In my post entitled Term Preferences. How Long is Long?, I recounted the story of a property owner who made a Mortgage Term Choice, electing a 20 year mortgage term, at 18.25%, in the early 1980’s. In hindsight, it’s easy to pass judgement on that particular decision. What is now easily forgotten, but critical at the time, was the owner’s motivation. They were in a highly competitive retail segment. What they needed as much certainty as possible, in their non-core business. They had to concern themselves with their particular product’s market share, import costs, export markets, and the fickle taste of consumers. Worrying about the threat of even higher mortgage rates, a distinct possibility during those turbulent times, was the last thing they wanted to worry about.
What length of term is appropriate for you? Let’s consider 5 important motivating factors:
Are you a property owner/user?
If you own real estate for your business, and its your intended place of business for the long term, select a longer term mortgage if you are comfortable with current rates. You likely have enough to worry about with your operating business. Trying to outsmart the market on mortgage term and interest rates is not what you should be focused on.
Are you an investor with a short term investment horizon?
Consider a short (<5 years) term mortgage. Why? Since you are creating value for the purpose of a quick flip/sale, having a longer term mortgage in place may only present an obstacle to a quick sale. You’ll likely be faced with a prepayment penalty, depending upon where current rates are, relative to your contract rate. As well, your buyer will likely be bringing their own financing to the table. While loan assumptions are possible, they are considered new business by institutional lenders. Consequently lengthy underwriting and processing time, and possibly assumption fees and borrower qualification tests are likely.
Are you looking to access/release your equity?

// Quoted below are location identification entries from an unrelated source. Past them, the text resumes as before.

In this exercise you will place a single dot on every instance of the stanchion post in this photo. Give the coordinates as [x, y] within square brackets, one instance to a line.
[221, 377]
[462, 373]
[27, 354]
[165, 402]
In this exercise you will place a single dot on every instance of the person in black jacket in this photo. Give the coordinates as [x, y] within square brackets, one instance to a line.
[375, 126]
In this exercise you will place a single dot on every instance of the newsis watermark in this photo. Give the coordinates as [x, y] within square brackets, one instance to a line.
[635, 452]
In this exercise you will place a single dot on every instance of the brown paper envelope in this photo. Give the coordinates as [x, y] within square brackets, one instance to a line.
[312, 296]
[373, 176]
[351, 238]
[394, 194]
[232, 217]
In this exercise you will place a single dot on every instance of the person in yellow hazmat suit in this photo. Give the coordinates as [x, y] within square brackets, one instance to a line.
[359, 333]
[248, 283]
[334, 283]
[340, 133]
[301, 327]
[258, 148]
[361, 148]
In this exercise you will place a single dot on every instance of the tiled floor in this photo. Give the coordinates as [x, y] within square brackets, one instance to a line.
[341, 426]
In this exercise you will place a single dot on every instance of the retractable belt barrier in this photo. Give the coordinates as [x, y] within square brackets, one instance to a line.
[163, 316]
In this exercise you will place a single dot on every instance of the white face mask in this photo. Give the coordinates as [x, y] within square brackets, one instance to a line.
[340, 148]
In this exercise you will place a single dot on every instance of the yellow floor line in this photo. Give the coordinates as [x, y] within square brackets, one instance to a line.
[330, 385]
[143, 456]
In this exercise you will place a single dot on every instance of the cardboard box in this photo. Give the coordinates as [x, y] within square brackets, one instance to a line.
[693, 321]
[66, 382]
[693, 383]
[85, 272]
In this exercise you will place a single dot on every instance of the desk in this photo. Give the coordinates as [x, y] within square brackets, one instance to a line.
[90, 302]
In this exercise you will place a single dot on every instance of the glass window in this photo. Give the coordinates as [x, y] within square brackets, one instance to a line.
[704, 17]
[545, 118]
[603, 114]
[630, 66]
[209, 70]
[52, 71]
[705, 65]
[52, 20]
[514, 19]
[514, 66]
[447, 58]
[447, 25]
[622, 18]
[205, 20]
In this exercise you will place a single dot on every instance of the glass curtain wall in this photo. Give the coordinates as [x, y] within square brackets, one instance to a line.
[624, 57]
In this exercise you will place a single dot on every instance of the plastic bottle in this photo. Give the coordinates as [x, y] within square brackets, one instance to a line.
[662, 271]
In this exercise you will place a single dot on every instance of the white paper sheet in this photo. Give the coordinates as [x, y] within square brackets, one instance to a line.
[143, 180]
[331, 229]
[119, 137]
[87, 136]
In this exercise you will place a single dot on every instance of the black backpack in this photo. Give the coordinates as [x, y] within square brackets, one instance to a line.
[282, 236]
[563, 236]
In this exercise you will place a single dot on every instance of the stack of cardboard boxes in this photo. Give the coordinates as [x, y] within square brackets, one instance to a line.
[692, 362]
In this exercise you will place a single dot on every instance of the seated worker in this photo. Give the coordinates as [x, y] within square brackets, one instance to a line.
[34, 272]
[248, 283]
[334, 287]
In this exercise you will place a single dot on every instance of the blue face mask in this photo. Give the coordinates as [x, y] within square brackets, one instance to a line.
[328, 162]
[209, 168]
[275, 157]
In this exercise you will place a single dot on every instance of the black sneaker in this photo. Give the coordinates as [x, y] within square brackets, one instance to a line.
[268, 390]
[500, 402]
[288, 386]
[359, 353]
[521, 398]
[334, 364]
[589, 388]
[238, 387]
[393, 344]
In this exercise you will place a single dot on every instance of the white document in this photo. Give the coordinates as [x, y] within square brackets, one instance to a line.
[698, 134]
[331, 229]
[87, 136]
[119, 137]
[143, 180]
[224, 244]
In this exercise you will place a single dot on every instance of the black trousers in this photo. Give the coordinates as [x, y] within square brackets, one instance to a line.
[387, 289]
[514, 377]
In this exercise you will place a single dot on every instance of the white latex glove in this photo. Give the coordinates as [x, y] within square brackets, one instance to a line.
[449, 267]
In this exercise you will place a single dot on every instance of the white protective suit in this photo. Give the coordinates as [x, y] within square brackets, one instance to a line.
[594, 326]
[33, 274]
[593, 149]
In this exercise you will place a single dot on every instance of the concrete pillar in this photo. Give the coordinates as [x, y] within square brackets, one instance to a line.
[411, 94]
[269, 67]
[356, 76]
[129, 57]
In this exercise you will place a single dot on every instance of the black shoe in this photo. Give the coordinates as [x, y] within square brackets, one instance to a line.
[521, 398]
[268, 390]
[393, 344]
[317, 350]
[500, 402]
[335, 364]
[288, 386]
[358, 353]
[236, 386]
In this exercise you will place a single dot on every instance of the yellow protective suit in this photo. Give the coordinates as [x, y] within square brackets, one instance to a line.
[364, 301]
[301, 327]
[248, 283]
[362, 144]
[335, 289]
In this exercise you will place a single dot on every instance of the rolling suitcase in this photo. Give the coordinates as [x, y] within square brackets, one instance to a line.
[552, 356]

Perhaps your leases are rolling over and increased income is anticipated. While you may not be a seller, you will be generating additional income and creating value. A short term mortgage will allow you to renegotiate for an increased loan on a longer term, once you’ve solidified rental increases. Opening up an existing loan mid-term, to access and release your increased equity, can be costly or even unavailable. Furthermore, secondary financing, in such a circumstance could be costly or inappropriate.
You’ve got no immediate plan to sell over the medium term.
You may have leases with negligible upside in rents, and consequently only nominal property appreciation is expected. You don’t anticipated requiring an increased mortgage amount. Your leases may typically be 5 years in duration. Consider a 5 year mortgage term. Funds are typically plentiful, and you will have a wide variety of lenders to choose from.
You’ve got a long term investment horizon.
While less common, its tempting to lock in to a longer term loan loan given today’s historically low interest rate levels. The difficulty is that few investors know with any certainty what their plans might be for a property that far down the road. Similarly, locking in for 10 years or longer, would perhaps only make sense if there were reason to believe that significant rate increases were inevitable over the mid term.
Your decision is entirely a function of your motivation. The “sleep at night” factor is a strong motivator for a longer term facility. However if you are “creating value” over the short term, don’t discount the appropriateness of taking a short term facility at the outset, locking in the appropriate financing once you’ve stabilized your property’s income.